Счастливчик Лазарев | страница 52
Два года отдал Иван Тимофеевич конвейеру, воюя с его капризами. Было время, когда Никитин не знал, кто кого — они ли его доконают, он ли их. Начальство трижды давало ему «последние сроки», предупреждая: либо пойдет конвейер, либо снова придется Никитину покупать удочки для подледного лова. Рискуя сесть в тюрьму за нарушение финансовой дисциплины, Иван Тимофеевич со всего света приглашал специалистов, платил им бешеные деньги, бегал по местным научно-исследовательским институтам, выпрашивая совета. Наконец пошел родимый, зажил, задышал, и хотя не межконтинентальные лайнеры сходили с конвейерной ленты, а унитазы, они с главным инженером обнялись, когда экономисты сообщили, что брак на конвейере в пределах нормы, а себестоимость ниже нормы.
…Подошел короткий, широкий человек — предрабочкома Тихонов и, косясь на быстро бегающий карандашик Ратмиры Кондратьевны, стал рассказывать о новой общей их затее — бесплатных обедах. Тихонов только что вернулся с районной профсоюзной конференции, где узнал, что бесплатное питание вводится на многих предприятиях, но только в ночных сменах, как средство стимулирования. А когда он выступил и сказал, что они хотят организовать бесплатные обеды во всех сменах, из зала бросили реплику: «Как бы вам с директором самим не сесть на бесплатный паек!».
— В тюрьму, значит?
— Ну. И я тоже в ответ пошутил: «Мы, — говорю, — с директором люди холостые, за хорошее дело пострадать согласны». Шутку поняли, посмеялись, а все-таки береженого бог бережет. Надо посоветоваться, Тимофеевич.

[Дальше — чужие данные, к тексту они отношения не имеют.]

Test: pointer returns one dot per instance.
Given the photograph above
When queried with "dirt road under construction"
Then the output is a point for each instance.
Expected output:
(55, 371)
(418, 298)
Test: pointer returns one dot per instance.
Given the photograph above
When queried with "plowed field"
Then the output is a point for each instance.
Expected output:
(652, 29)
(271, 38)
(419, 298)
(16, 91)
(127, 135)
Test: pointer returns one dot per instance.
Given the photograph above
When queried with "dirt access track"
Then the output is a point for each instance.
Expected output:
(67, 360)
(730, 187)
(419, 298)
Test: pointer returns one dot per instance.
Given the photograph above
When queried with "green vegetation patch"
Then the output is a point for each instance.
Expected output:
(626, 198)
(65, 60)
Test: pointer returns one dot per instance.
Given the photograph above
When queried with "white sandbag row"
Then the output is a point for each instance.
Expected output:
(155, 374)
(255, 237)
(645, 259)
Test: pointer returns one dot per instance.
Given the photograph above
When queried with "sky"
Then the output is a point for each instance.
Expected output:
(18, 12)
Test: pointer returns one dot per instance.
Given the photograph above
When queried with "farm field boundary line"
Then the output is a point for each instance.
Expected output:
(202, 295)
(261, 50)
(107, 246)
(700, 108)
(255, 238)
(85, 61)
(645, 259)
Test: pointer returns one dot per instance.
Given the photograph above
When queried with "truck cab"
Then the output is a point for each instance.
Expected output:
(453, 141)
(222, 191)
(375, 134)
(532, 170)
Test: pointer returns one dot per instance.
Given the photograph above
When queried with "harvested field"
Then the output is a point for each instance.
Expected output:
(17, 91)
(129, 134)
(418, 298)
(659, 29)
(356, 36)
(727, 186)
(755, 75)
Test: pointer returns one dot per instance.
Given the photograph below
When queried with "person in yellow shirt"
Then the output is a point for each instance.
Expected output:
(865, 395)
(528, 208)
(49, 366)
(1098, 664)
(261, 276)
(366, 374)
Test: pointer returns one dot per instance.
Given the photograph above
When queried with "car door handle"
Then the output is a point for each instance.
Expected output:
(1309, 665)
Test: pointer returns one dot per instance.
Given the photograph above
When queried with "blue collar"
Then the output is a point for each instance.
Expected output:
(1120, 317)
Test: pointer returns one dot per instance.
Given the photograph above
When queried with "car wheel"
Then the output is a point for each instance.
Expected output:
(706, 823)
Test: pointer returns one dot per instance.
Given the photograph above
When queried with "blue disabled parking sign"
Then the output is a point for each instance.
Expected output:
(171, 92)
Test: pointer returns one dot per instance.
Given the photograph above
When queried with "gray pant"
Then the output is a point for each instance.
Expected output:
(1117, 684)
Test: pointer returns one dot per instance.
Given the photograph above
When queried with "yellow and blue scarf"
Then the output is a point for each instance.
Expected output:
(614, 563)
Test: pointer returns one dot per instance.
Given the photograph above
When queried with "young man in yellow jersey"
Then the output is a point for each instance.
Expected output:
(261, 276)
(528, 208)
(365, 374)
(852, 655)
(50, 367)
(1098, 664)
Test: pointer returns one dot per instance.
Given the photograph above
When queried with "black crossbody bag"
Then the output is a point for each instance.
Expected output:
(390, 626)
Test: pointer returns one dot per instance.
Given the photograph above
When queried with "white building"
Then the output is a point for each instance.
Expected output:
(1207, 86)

— Бери экономистов, ступай в райком, в финорганы. Советуйся.
— Мы хотим, — начал объяснять Ратмире Кондратьевне Никитин, — чтобы рабочий приходил на завод, как в дом родной. Пусть он знает, что тут ждет его не только работа, но и добрый обед, ведь заводу он отдает самое лучшее, самое главное — свое время. Знаете ли вы, что такое свобода, Ратмира Кондратьевна? Это прежде всего независимость от ига желудка, от его тупого диктата. Не улыбайтесь, я серьезно говорю. Освободить человека от самых неблагодарных забот о желудке — не великое ли это дело?
— Я не улыбаюсь. Я с вами согласна.
— Спасибо. Есть тут и практический расчет. На заводе пятьсот женщин, и все они хотят быть красивыми. Купила какая-нибудь заневестившаяся Маша-Наташа воротник из норки, и до получки живет на рублишко в день: завтракает бутербродом, чаем вприглядку ужинает. Какая она, полуголодная, работница? А сильный пол со своей традицией обмывать авансы и получки? Бывает, иной Илья Муромец наскребет двугривенный на папиросы, а в обеденный перерыв газету читает.